Current brain research is showing the critical importance of “marinating children in language,” that is, talking to them in sentences throughout the day. Dana Suskind, at the University of Chicago, has developed the simple phrase, “Tune in, Talk More, Take Turns” as a way of conveying to educators and parents what babies and very young children need from their caregivers.
They need to have adults tune in, i.e. focus on what they are interested in (for example, the leaves waving in the breeze outside their window, the dog asleep on the floor) and initiate a conversation about that! Talking about things the little one is already interested in will be most meaningful.
Babies and young children also need for adults to talk a lot with them...”keep it simple and concise” is NOT good advice for conversing with young children! Narrate the daily tasks of life...e.g., “Oh my goodness! This diaper is so wet! I’m going to clean you up and put on this nice dry blue and white one...oh, that’s so much better! I know you feel nice and clean and comfortable now!” Or “We are taking out lots of pretty crayons to draw with! I see pink, purple, brown, and red! What can we draw on this nice big paper? It’s fun to use crayons!” Or “What do you want to do with that gorgeous blue paint? That paintbrush you’re using is nice and thick, you can make big lines with that! Oh my goodness, I see a circle!”
And finally, and perhaps most importantly, young children need for adults to engage in mutually satisfying communications...listen to children’s responses, watch for babies’ facial expressions, and then pick up on what they are telling you to continue the conversation...that’s the “take turns” part. This kind of back and forth communication in which the adult listens and watches the child attentively reinforces the attention the child will pay to what the adult is saying and work hard to make meaning out of the experience.

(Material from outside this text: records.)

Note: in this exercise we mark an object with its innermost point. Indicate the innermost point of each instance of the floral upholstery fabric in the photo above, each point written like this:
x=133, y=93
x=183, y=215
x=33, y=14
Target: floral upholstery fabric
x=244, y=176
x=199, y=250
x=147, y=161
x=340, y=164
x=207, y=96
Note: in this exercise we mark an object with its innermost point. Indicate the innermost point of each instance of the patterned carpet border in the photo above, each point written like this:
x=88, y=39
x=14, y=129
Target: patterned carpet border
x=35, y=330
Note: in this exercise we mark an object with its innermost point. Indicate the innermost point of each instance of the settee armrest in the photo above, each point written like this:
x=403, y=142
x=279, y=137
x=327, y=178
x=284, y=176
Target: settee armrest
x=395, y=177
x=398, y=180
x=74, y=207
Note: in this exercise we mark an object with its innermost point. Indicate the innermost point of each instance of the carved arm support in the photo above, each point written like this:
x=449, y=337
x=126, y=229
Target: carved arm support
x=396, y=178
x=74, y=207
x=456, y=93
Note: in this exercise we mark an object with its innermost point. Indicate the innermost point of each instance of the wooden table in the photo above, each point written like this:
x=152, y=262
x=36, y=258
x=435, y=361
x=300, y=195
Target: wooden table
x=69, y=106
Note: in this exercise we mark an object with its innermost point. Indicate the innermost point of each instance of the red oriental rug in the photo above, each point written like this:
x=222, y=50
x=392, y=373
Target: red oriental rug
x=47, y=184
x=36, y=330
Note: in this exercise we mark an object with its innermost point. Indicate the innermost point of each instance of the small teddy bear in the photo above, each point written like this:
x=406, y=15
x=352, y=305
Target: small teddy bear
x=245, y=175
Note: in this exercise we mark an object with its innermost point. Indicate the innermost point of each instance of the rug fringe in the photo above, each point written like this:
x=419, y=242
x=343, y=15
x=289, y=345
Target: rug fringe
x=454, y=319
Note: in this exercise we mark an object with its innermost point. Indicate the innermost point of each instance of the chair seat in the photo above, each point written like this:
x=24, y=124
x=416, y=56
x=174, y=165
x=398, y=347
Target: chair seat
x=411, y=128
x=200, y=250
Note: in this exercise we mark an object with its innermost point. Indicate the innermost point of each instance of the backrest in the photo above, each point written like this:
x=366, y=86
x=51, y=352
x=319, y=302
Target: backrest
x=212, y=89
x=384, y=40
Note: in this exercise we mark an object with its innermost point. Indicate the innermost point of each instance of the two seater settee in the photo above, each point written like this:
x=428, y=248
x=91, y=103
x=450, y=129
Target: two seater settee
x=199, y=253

Talking in this way with babies and very young children actually helps them lay down the neural pathways in their brains that allow them to learn to process language quickly! Amazingly, instead of needing to use fewer words and keeping it simple, using more words helps babies and young children to increase the speed of their ability to understand language. This does NOT mean, however, that in a preschool classroom when one is explaining a direction to a child, that one should give a long lecture. Simple directions are best, e.g., “the crayons go in this basket here.” But when engaging in conversations with children, which all adults and teachers must do frequently, using more words is very helpful.